Quand Woody devient vieux (réflexion sur Woody)...
Woody Allen va mourir. L'une de ces dernières interviews en est la triste témoignage. Il y est assis de travers sur une chaise, le bras gauche appuyé sur le dossier. Son oeil gauche est à moitié fermé. Les questions posées par le journaliste ne sont évidemment pas passionnantes, mais il est choquant de voir Woody, l'esprit d'habitude si vif et affûté, demander qu'on lui répète une question, ou ne la comprenant simplement pas. Il parle doucement, il a l'air fatigué, affaibli, vieillissant.

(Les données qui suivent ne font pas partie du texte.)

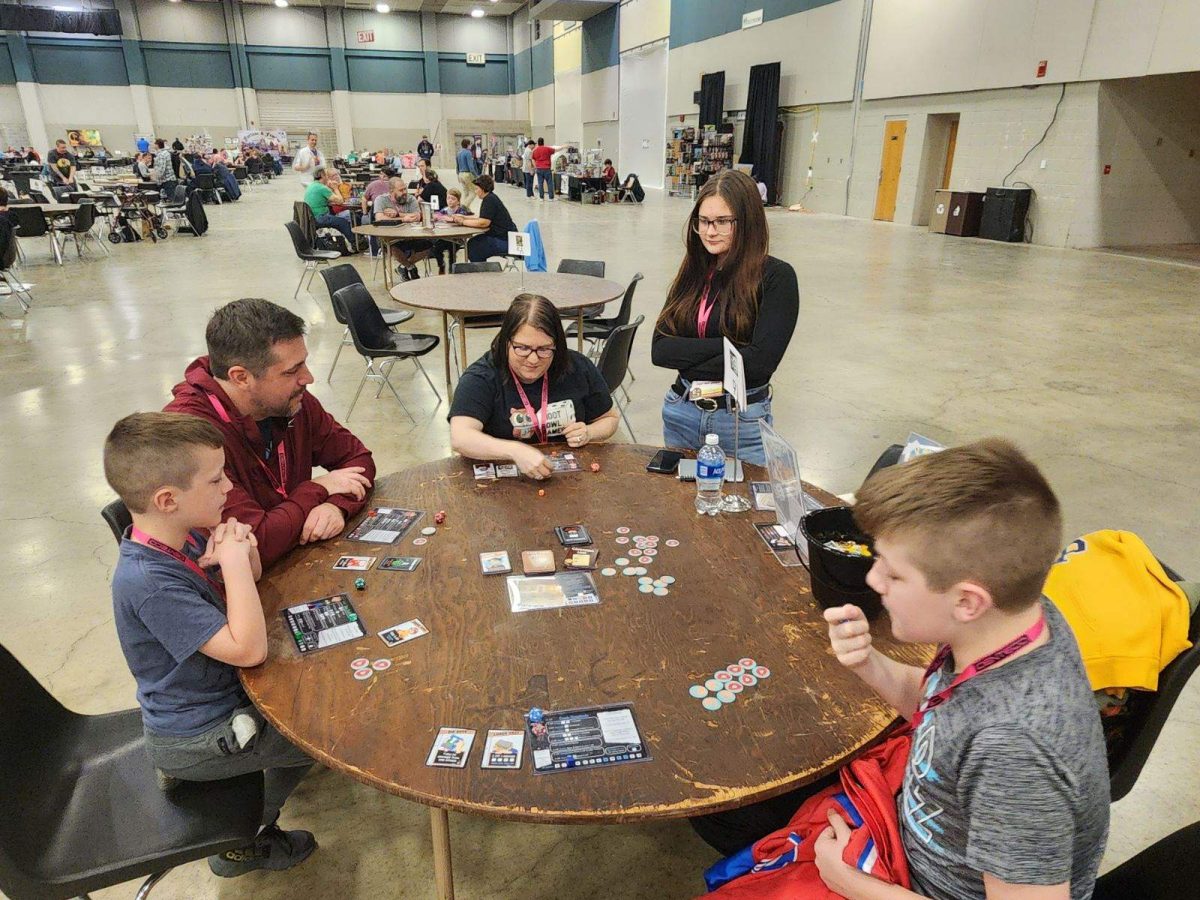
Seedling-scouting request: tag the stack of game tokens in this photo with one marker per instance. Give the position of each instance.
(726, 684)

Woody a 76 ans. Il est donc nécessaire d'admettre qu'il va mourir un jour. Et lui, l'a-t-il admis ? Que peut bien se passer dans l'esprit de cet homme qui, chaque jour de sa vie, a pensé à celui de sa mort ? Que peut-il bien penser lorsqu'il réalise que la chose dont il a le plus peur n'a jamais été aussi proche ? Y pense-t-il réellement, d'ailleurs ? Tout cela n'est que supposition, questionnement, et crainte aussi.
Nous sommes à la fin d'une époque. Les plus grands cinéastes de la seconde moitié du XXème siècle sont en train de disparaître. Kubrick, Altman, Kazan, Chabrol ne sont plus. Eastwood, Scorsese, certes encore prolofiques, ne rajeunissent pas. Woody Allen non plus.
Bien qu'il serait malhonnête de considérer ses films comme des chefs d'oeuvre du cinéma au même titre qu'un "Orange mécanique" ou un "A l'est d'Eden", Woody Allen a su créer son propre cinéma, parfaitement inimitable. Personne ne s'est d'ailleurs risqué à faire un film "à la manière de Woody". Son humour, sa manière de raconter une histoire, son autodérision, sa vision de la vie (et de la mort, justement), le rende absolument unique. Depuis 50 ans, il est présent. Il fait partie de la vie. On sait qu'une fois par an, on va le retrouver. Personne ne change fondamentalement tout au long de sa vie. Woody non plus. Ses films se ressemblent donc. Quoique... Il semble avoir désiré changer il y a quelques années. En 2004, alors qu'il n'avait jamais tourné hors de New York, il a démarré un tour de l'Europe et a donné naissance à des films radicalement différents, qui tiennent une place majeure, et à part, dans son oeuvre. Avec "Match Point", on a découvert une autre partie de son esprit, de sa personnalité. "Le rêve de Cassandre" le dévoile comme un cinéaste qui, s'il le désire, peut faire du grand cinéma, du cinéma sombre, grinçant.
Malgré ce revirement dans son processus de création, un seul et même mot semble pouvoir résumer son oeuvre : désespoir. Woody Allen est quelqu'un de profondément désespéré. La nature humaine, les rapports humains, l'amour, l'ambition, l'art, sont ses obsessions. Il les a toujours abordées, certes avec humour, mais surtout avec désespoir.
Comment sera-t-il vu après sa mort ? Quelle vision sera portée sur ses films ? Sera-t-il ensensé, ou totalement dénigré ? Il est impossible (et inutile) de le savoir pour le moment. Il est néanmoins possible de savoir ce qu'il se passera en certains d'entre nous quand il disparaîtra : de la tristesse, du manque, et du désespoir.